During several of the many revisions/enhancements/reconsiderations of his philosophy of history, Eric Voegelin drew attention to the uncertainty of life and its effect on the human soul. Life is hard—a banal observation until you start unpacking what that means. Materially speaking, life is exponentially easier today than it was 100 years ago. At the spiritual level, life may be as difficult as it has ever been. Never before have human beings been inundated with so much pneumatic trash. Keeping in mind the plethora of competing religions, sects, denominations, ideologies, and “reasoned” denials of all that once made us three-dimensional persons which work to assail Apostolic Christianity (Catholicism, Eastern Orthodoxy, Oriental Orthodoxy, etc.), it is little wonder that pseudo-intellectuals, grifters, and charlatans prowl about the Internet seeking the ruin of souls (and their money). So-called “defenders of the faith” fall over themselves to convince you not only of the reality of existential threats to “true religion,” but that they possess the means to combat them.

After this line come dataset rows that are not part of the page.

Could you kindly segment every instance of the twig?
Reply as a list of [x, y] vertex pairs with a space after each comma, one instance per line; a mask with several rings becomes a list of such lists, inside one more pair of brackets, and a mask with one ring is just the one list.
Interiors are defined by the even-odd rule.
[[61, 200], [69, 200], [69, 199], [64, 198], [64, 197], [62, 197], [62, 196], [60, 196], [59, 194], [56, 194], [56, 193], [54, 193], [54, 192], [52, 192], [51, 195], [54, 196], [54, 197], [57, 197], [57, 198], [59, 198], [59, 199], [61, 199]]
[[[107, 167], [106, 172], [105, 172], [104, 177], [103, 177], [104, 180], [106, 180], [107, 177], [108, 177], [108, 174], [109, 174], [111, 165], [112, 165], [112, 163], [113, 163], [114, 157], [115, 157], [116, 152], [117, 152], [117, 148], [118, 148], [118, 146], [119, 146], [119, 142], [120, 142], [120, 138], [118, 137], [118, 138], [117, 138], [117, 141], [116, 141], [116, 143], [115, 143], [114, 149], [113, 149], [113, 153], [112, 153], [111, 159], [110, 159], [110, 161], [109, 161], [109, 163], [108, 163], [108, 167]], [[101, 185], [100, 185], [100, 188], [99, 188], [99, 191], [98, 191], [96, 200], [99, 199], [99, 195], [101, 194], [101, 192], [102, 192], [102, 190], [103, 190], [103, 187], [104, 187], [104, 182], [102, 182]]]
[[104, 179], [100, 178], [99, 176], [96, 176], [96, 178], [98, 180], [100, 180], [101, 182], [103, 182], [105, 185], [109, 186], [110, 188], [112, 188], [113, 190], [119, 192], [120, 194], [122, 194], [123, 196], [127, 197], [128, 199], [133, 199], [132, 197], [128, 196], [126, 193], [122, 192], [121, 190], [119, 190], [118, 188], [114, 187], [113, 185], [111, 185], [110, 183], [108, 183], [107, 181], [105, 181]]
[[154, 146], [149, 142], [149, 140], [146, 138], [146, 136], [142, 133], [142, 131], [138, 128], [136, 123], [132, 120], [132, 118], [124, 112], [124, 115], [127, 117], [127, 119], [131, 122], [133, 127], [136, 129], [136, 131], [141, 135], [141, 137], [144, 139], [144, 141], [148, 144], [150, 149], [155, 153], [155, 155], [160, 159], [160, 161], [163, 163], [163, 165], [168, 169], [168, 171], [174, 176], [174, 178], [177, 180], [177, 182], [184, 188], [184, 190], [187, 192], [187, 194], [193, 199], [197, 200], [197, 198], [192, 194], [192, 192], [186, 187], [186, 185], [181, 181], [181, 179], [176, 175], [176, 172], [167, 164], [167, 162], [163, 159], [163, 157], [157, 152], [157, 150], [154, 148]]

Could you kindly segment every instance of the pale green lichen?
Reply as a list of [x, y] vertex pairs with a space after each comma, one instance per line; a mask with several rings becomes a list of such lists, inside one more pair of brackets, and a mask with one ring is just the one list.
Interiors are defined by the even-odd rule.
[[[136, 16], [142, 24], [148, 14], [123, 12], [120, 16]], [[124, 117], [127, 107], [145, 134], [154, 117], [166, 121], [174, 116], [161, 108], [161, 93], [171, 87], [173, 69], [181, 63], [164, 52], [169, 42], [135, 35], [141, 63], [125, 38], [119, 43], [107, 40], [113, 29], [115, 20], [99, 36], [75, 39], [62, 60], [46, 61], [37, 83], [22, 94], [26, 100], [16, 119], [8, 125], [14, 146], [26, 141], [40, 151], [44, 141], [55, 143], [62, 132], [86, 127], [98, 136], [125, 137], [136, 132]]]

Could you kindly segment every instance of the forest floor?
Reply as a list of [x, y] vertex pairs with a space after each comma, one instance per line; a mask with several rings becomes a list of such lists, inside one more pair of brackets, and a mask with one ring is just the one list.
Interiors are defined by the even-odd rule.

All of this is very performative, of course. Some are better at it than others. Unsurprisingly, many of these individuals and the cyber-enterprises they created in their basements turn on each other regularly. Looking for a second at the microcosm that is traditional Catholicism, it rarely resembles a callback to a “better time.” Rather it appears as bellum omnium contra omnes. Principled disagreements, of which they are legitimately many, are an afterthought in the race to accuse this-or-that person or group of being schismatic, heretical, sowing discontent, disobedient, capitulating, selling out, and so on and so forth.
Many wants to believe that the story of Christianity is mostly neat, linear, and without the sort of massive upheavals that are pervasive today. Sticking with Catholicism, the Second Vatican Council represents just such an upheaval or, perhaps, the gateway to numerous upheavals, both foreseen and unforeseen. Bishop Bernard Fellay, the former Superior General of the Society of Saint Pius X (SSPX), observed repeatedly that when it came to the Council, both the “far left” (liberal Catholics) and “far right” (sedevacantist Catholics) shared a common belief that Vatican II changed things. Moreover, in defending the Council, conservatives (including those who were once referred to as neo-Catholics) joined the liberals in believing the Council is good because it came from the Church. Sedevacantists and some other extreme traditionalists, on the other hand, believe that because the Council is bad, it cannot have come from the Church. Those Catholics stuck in the proverbial middle are left with a mystery, an uncertainty if you will, that is nearly impossible to reason through. Faith is essential, but it is now in short supply. Is it any wonder then that unqualified self-promoters have a fresh opportunity to step into the fray to “make sense” of this dilemma?
This “making sense,” as noted, often means pointing fingers. The SSPX, as the veteran voice of resistance to the modernist pathologies that have invaded the Church, is routinely subjected to fierce criticism. Liberals believe the Society is in outright schism. Conservatives tend to agree with this position, though their tone has softened in light of recent circumstances, including a growing recognition that John Paul II, the pontiff that the Society so “egregiously disobeyed,” may not have been all he was cracked up to be. Traditional Catholics vary. Some, wanting to be seen as obedient and refusing to act in any way that forfeited their ultramontane bona fides, kept the SSPX at arm’s length or denounced the fraternity altogether for the usual litany of tired, unconvincing reasons. Others view the Society as “competition,” which explains why certain individuals and their enterprises expended a disproportionate amount of energy denouncing it.
Although it is not my place to defend the SSPX, especially since it has done an incredible job explaining its positions through books, periodicals, videos, and podcasts, I mention it only because it is a frequent topic of conversation among those who purport to “explain” the Catholic Church’s current circumstances while trying to square the circle by offering a worldly “solution.” Any soul familiar with the history of Catholicism over the past century ought to know that the SSPX is hardly alone in taking extraordinary action to preserve the Faith and minister to the faithful. The saintly patriarch of the Ukrainian Greek Catholic Church (UGCC), Joyf Slipyj, fortified the UGCC against the brutal persecution of Soviet Russia and the political machinations of the Vatican. Given that few comprehend history well, it is not surprising that Patriarch Josyf’s heroic witness for the Church commonly goes unnoticed.
Besides, understanding others as they understand themselves, and through the lens of charity, rarely draws clicks.